Segundo dados da Associação Brasileira para Estudo da Obesidade e da Síndrome Metabólica (Abeso), a obesidade afeta 50% da população brasileira adulta; já entre as crianças, o percentual é de 15%. A obesidade pode ser ocasionada por fatores genéticos, metabólicos, sociais, psicológicos e ambientais.

Para Ariane Macedo, cardio-oncologista e membro do Instituto Lado a Lado pela Vida, os maus hábitos alimentares e o sedentarismo contribuem para o crescimento dos casos. “Há uma relação direta entre alimentação saudável, atividade física e peso dentro da normalidade”, argumenta. “As famílias precisam se conscientizar porque possuem papel fundamental na formação dos hábitos alimentares”.

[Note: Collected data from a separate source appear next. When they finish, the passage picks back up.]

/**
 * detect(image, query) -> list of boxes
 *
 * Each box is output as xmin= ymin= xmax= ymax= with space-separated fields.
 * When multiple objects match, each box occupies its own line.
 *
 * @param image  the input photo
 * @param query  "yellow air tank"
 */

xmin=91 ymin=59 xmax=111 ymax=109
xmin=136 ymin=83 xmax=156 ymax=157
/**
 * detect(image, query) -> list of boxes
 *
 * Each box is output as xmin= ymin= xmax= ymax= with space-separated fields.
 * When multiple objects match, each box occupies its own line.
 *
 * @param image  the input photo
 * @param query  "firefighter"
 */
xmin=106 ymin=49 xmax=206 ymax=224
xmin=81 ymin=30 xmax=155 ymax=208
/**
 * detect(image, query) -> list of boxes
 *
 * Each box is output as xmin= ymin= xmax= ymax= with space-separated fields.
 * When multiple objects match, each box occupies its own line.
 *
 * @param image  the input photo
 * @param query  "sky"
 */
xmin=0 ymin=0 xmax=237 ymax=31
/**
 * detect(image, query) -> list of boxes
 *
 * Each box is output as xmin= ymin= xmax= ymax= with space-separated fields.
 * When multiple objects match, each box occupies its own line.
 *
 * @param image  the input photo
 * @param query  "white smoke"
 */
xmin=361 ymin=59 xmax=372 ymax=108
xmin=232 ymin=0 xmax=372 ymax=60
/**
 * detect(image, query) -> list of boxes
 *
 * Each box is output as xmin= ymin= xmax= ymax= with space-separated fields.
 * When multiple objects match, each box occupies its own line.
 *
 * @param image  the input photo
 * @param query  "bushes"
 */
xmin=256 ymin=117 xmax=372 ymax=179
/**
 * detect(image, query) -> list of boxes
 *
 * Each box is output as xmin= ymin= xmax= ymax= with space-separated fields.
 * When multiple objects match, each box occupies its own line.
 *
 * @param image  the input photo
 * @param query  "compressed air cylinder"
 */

Para combater o sedentarismo, a especialista recomenda introduzir pequenas mudanças no dia a dia como, por exemplo, trocar o elevador pelas escadas, dispensar o carro sempre que possível e levar o cachorro para passear. Com o tempo, é possível atingir a recomendação mínima de praticar atividades físicas por pelo menos duas horas e meia por semana .

A obesidade tem consequências importantes para a saúde da população. Na infância, por exemplo, a doença está relacionada ao aumento do risco futuro de desenvolvimento de doenças cardíacas, como a hipertensão arterial (pressão alta) e a diabetes. A obesidade também é um fator de risco para o desenvolvimento de alguns tipos de câncer, como o de intestino e de próstata, nos homens, e de câncer de mama, ovário e endométrio, nas mulheres.